Signing In

 

Signing In: 50 Celebrity Profiles When writing about celebrities, I’m often confronted with how to approach them. What’s the “angle”?  Editors often want a particular slant. When Tiger Woods was chased by his wife with a golf club, stories about Tiger changed from his incredible prowess on the golf course to his remarkable infidelities off it.  When Kim Basinger and Alec Baldwin went to court over his visiting rights with their daughter, stories about either of them always had their mangled relationship front and center. When Mike Tyson went to prison for allegedly raping a beauty queen, it wasn’t his boxing skills which got written about. Editors often feel the pulse of what people want to read and stories are assigned accordingly.  Of course, celebrities are constant fodder for the press. We follow their rise, we Google their successes, and we gobble up their mistakes. We understand that they are nothing like us, and that they are human, just like us.

When the editor of Autograph magazine contacted me some years ago, he asked if I would write about my personal encounters with all the celebrities I have interviewed over the years. He didn’t care what I said about them, as long as I made it personal, and that I included at least a paragraph having to do with their signing something.
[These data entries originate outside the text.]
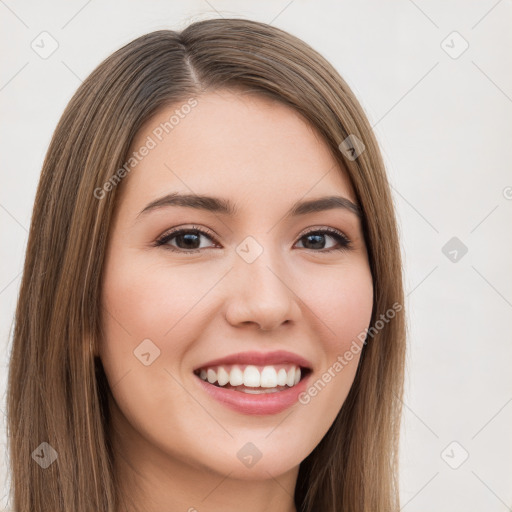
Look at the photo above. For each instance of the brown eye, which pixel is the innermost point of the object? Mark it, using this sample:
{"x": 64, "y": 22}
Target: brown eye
{"x": 316, "y": 240}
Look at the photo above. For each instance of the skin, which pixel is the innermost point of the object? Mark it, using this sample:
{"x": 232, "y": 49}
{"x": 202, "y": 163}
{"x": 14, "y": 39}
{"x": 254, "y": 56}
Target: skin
{"x": 176, "y": 448}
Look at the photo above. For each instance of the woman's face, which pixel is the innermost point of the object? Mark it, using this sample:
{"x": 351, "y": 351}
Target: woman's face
{"x": 251, "y": 299}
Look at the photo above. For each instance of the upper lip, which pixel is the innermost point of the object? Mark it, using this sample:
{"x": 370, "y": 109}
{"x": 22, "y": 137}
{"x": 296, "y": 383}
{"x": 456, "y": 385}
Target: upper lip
{"x": 259, "y": 359}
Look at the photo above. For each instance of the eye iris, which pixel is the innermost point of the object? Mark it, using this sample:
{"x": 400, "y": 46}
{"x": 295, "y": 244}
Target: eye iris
{"x": 319, "y": 240}
{"x": 188, "y": 237}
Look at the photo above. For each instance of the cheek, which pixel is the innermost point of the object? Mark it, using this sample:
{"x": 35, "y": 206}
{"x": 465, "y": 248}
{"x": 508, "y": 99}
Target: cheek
{"x": 342, "y": 301}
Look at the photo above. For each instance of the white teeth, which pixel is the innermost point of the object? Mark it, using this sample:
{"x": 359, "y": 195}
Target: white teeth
{"x": 236, "y": 377}
{"x": 290, "y": 380}
{"x": 222, "y": 376}
{"x": 282, "y": 377}
{"x": 269, "y": 378}
{"x": 252, "y": 377}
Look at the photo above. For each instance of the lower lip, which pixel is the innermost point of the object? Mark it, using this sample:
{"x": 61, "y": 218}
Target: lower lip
{"x": 264, "y": 403}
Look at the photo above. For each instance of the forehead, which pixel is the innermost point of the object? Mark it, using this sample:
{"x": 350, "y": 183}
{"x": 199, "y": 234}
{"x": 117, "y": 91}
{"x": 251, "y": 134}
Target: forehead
{"x": 249, "y": 148}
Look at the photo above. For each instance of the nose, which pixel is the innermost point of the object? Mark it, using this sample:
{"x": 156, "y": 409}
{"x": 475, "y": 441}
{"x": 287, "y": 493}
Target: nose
{"x": 262, "y": 293}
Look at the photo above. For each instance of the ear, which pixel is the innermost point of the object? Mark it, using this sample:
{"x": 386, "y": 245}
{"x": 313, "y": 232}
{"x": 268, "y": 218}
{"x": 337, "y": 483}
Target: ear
{"x": 93, "y": 347}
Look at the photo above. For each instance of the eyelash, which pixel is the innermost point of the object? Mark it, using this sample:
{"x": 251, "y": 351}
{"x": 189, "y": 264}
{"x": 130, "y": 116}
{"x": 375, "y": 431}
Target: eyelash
{"x": 343, "y": 240}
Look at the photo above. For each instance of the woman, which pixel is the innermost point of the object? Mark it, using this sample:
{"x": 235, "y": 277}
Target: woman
{"x": 211, "y": 312}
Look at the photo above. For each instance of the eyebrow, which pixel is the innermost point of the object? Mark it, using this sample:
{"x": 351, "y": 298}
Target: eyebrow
{"x": 226, "y": 207}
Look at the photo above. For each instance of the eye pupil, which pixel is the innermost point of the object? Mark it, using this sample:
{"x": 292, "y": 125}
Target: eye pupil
{"x": 319, "y": 240}
{"x": 188, "y": 237}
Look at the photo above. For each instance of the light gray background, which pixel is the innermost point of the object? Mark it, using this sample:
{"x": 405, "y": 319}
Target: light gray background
{"x": 444, "y": 125}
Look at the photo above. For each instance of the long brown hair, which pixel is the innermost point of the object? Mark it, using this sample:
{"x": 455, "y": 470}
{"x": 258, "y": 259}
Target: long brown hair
{"x": 57, "y": 390}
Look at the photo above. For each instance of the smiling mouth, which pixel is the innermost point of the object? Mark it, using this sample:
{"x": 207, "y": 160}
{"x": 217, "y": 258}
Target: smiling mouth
{"x": 253, "y": 379}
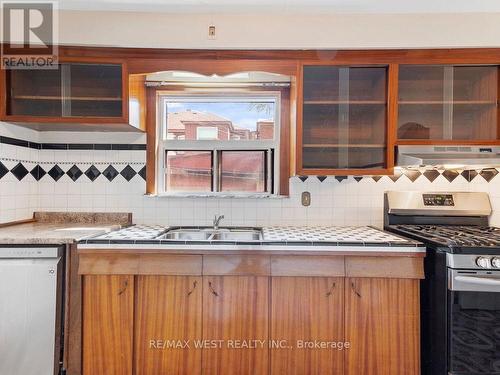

He had other writers who could cover the hobby of collecting autographs; he felt I had a unique perspective into the private lives of celebrities and could bring a different angle to his magazine.

I was intrigued by the proposition. He was offering me a free hand to sit at my computer and scour my memory, writing about people who are often on the cover of magazines who I’ve gotten to know over the years.  Some of these people have become friends. Many of them have come to my house to be interviewed or to eat dinner or to play poker. One publicist once said to me, “I know about you. You’re the infamous writer who gets stars to go to your house.”  I didn’t know that made me “infamous.”  But I just preferred talking in a quiet setting, and if a star didn’t want me to come to their house, then I figured my house was better than a public restaurant, where people often interrupt conversations asking for….an autograph.